The power of words
Here’s how a seemingly simple question led Tony Velasquez to one of the most prestigious schools in the world – Oxford University
What is a sandwich?
Ham and Swiss aside, it’s not as easy to answer as you as you might think. If you abide by two pieces of bread as a necessity, where does that leave open-faced variants? Does a hot dog count? What about pizza?
That line of inquiry piqued Tony Velasquez’s interest, setting him on a course for study at Oxford University this fall. His spring 2016 semantics class at Metropolitan State University of Denver, taught by Associate Professor of English Andrew Pantos, Ph.D., posed a similar inquiry on categorization, asking if a beanbag can be considered a chair.
“On the surface, they’re simple questions, but they get more and more complex the deeper you go,” said Velasquez, a 2016 graduate with a double major in linguistics and management. “Little elements of language have a huge impact on how – and what – we communicate.”
These rhetorical exercises have far-ranging social implications extending far beyond a simple syntactical study.
Take, for example, the way that the Lone Star State has long exerted a Texas-size influence on textbooks used across the nation because of the size and sway of its school boards.
Velasquez attributed learning this at MSU Denver as an inflection point, turning him on to the power of words – and the science of linguistics.
“Textbook writers historically used active tenses when describing white slave owners in a positive light and passive related to negative elements – for example, ‘Plantation owners made sure slaves were housed and fed’ versus ‘millions of slaves died,’” he said. “The first sentence gives agency while the second takes it away.
“That one day in class opened my eyes to so many things. Ever since, I’ve been driven to study how people understand their worlds through the elements of language – and what we can do with that knowledge to empower them.”
Currently a family liaison at Coronado Hills Elementary (part of Adams 12 Five Star Schools), Velasquez relies on the nuanced use of communication to advocate for others.

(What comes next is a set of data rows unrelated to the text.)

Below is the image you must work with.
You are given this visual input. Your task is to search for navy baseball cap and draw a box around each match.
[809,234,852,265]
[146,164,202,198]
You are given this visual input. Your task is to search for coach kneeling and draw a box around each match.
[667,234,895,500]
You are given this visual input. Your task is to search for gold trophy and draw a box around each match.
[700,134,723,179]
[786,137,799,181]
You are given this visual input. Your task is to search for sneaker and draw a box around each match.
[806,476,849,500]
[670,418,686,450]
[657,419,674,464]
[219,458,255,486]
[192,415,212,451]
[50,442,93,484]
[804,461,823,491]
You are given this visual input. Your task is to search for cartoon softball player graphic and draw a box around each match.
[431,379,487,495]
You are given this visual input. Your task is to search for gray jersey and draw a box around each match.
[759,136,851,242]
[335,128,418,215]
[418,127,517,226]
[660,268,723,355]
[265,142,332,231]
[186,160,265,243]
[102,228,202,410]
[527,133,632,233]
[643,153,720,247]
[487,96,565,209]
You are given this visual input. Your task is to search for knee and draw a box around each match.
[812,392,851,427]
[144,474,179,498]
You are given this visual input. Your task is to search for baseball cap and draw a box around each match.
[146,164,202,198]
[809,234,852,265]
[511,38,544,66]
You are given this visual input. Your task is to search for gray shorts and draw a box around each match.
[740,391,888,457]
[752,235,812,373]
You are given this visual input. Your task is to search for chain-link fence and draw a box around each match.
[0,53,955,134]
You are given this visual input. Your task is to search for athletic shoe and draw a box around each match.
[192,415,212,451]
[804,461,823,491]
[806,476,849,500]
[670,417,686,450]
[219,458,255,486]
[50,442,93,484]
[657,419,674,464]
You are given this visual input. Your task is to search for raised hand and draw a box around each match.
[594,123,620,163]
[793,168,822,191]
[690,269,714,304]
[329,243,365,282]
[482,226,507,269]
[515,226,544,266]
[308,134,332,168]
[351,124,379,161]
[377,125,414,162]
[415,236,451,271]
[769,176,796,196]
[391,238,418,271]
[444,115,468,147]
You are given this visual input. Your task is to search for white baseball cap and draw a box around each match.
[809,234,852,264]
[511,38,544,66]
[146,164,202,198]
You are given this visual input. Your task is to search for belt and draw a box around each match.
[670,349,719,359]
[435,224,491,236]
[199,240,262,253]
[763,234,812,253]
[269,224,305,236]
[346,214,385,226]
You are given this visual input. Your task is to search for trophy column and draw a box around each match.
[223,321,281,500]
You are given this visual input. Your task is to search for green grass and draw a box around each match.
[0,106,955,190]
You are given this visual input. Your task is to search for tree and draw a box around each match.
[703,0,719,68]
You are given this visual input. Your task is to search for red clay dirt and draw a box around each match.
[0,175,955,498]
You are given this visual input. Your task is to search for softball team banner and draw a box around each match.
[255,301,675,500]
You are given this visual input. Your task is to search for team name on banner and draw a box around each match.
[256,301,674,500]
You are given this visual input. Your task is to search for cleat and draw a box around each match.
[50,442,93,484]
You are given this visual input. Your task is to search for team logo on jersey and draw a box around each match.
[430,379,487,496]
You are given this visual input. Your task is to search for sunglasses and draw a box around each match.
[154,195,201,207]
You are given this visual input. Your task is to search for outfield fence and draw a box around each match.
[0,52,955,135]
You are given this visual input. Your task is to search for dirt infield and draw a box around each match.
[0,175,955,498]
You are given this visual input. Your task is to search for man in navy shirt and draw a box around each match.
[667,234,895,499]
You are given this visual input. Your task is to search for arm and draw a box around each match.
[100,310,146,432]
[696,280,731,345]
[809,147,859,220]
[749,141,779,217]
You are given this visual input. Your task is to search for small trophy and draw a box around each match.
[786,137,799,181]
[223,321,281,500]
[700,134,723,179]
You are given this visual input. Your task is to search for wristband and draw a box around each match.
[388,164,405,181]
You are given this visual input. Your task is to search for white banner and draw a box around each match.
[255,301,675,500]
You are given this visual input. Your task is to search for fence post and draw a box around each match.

And when he begins his graduate work in the Master of Philosophy in General Linguistics and Comparative Philology program at Oxford, he’ll continue building that applied, intersecting road, one that he’s chronicling on his website, “The Linguist’s Notebook.”
Velasquez is fluent in Spanish and English and has been learning Mandarin Chinese for 2½ years. He also has studied German, French and Dari, with hopes to expand to Russian, Arabic and Tibetan in the near future.
“The word ‘study’ means ‘interest’ in Latin, and Tony’s a student in the truest etymological sense of the word,” said Manuel Urrutia Zarzo, Ph.D., a lecturer of modern languages. “He has a drive for knowledge and wants to know for knowing’s sake.”
Urrutia Zarzo, who had Velasquez as a student in an advanced grammar and composition course, noted how he adopted a metacognitive lens, stepping back from the surface level of recitation to examine a deeper connection.
“He approached the course looking at the underlying structure of the language,” Urrutia Zarzo said. “He was able to ask, ‘What is this thing I’m doing? How does it work?’
“That’s truly special – to take the first steps of thinking abstractly about something quotidian.”
Far from a gilded path, the road to the 11th-century-established university has been a long and winding one for Velasquez, fraught with its share of detours and setbacks for the scholar from Westminster.
“I was pretty lost when I graduated high school,” he said. “I didn’t know what to do or how to study.”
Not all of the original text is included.